Interview: Norbert Woehlke "Ohne Abschluss keine Ausbildung"

Düsseldorf · Heute startet das neue Ausbildungsjahr. Norbert Woehlke ist Berufsbildungs-Chef bei der Industrie- und Handelskammer und weiß, welche Berufe im Trend liegen und in welchen Branchen es schwierig ist, Lehrlinge zu finden.

 Norbert Woehlke von der IHK berät auch Schulabgänger auf der Suche nach einem passenden Ausbildungsberuf.

Norbert Woehlke von der IHK berät auch Schulabgänger auf der Suche nach einem passenden Ausbildungsberuf.

Foto: hans-jürgen bauer

Herr Woehlke, heute beginnt das neue Ausbildungsjahr. Und es gibt noch viele offene Stellen.

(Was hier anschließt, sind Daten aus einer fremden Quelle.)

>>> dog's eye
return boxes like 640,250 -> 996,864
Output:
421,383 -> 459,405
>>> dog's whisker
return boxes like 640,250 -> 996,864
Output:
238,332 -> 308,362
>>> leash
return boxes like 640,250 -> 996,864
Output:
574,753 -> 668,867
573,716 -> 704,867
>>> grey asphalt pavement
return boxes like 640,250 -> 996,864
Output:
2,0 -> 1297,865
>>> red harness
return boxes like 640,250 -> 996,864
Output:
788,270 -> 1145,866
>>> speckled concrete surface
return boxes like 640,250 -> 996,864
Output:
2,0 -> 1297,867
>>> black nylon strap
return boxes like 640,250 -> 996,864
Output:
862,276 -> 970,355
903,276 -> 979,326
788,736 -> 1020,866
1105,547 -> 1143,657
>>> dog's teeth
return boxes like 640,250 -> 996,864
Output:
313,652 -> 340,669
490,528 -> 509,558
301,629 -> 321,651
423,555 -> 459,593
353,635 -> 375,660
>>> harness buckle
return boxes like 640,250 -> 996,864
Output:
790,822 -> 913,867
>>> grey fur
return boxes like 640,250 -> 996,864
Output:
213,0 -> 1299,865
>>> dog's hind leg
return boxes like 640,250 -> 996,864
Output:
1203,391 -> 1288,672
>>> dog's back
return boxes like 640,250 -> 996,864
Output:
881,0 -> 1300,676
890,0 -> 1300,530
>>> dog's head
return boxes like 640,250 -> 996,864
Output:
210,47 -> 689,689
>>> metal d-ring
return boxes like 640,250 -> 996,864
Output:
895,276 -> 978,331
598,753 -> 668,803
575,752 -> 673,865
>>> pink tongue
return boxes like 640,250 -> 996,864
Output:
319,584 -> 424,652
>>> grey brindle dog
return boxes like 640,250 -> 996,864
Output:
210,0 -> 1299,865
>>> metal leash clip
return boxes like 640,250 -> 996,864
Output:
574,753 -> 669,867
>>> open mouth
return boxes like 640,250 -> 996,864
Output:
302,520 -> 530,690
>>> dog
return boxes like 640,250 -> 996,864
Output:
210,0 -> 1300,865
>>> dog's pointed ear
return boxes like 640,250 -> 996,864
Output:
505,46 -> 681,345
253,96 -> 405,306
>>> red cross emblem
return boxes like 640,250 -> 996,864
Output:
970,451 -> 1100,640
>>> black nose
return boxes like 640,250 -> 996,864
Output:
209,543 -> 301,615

Woehlke Die gibt es tatsächlich. Besonders zahlreich werden Verkäufer gesucht, Kaufleute im Einzelhandel und Fachinformatiker, und in der Gastronomie haben wir auch noch freie Stellen.

Woran liegt das?

Woehlke Bei den Kaufleuten im Einzelhandel ist die Situation paradox. Viele Stellen werden angeboten, viele junge Menschen wollen diesen Beruf lernen, und trotzdem hat diese Branche am Ende der Bewerbungsphase immer die meisten offenen Stellen. Junge Frauen sind interessiert an Mode, Männer an Technik. Aber im Supermarkt wollen zu wenige lernen. Dabei kann ein guter Lebensmittelverkäufer nach der Ausbildung auch prima Elektroartikel verkaufen.

Apropos Elektroartikel. Sie sagen, dass Fachinformatiker gesucht sind. Dabei sollte doch gerade dieser Sektor bei Schulabgängern beliebt sein, oder?

Woehlke Viele Unternehmen setzen ein Abitur für diese Ausbildung voraus. Und viele Abiturienten, die sich für die Informatik interessieren, gehen nach der Schule lieber studieren.

Ist denn ein Abitur Voraussetzung für angehende Fachinformatiker?

Woehlke Nein. Diesen Beruf können auch Jugendliche mit Mittlerer Reife lernen. Die Voraussetzung dafür ist Interesse. Wer nur weiß, wo er einen Computer anschaltet, der wird als Fachinformatiker scheitern. Ähnlich sieht das mit Köchen aus. Wer sich zuhause nur an den gedeckten Tisch gesetzt hat, der sollte sich etwas anderes suchen.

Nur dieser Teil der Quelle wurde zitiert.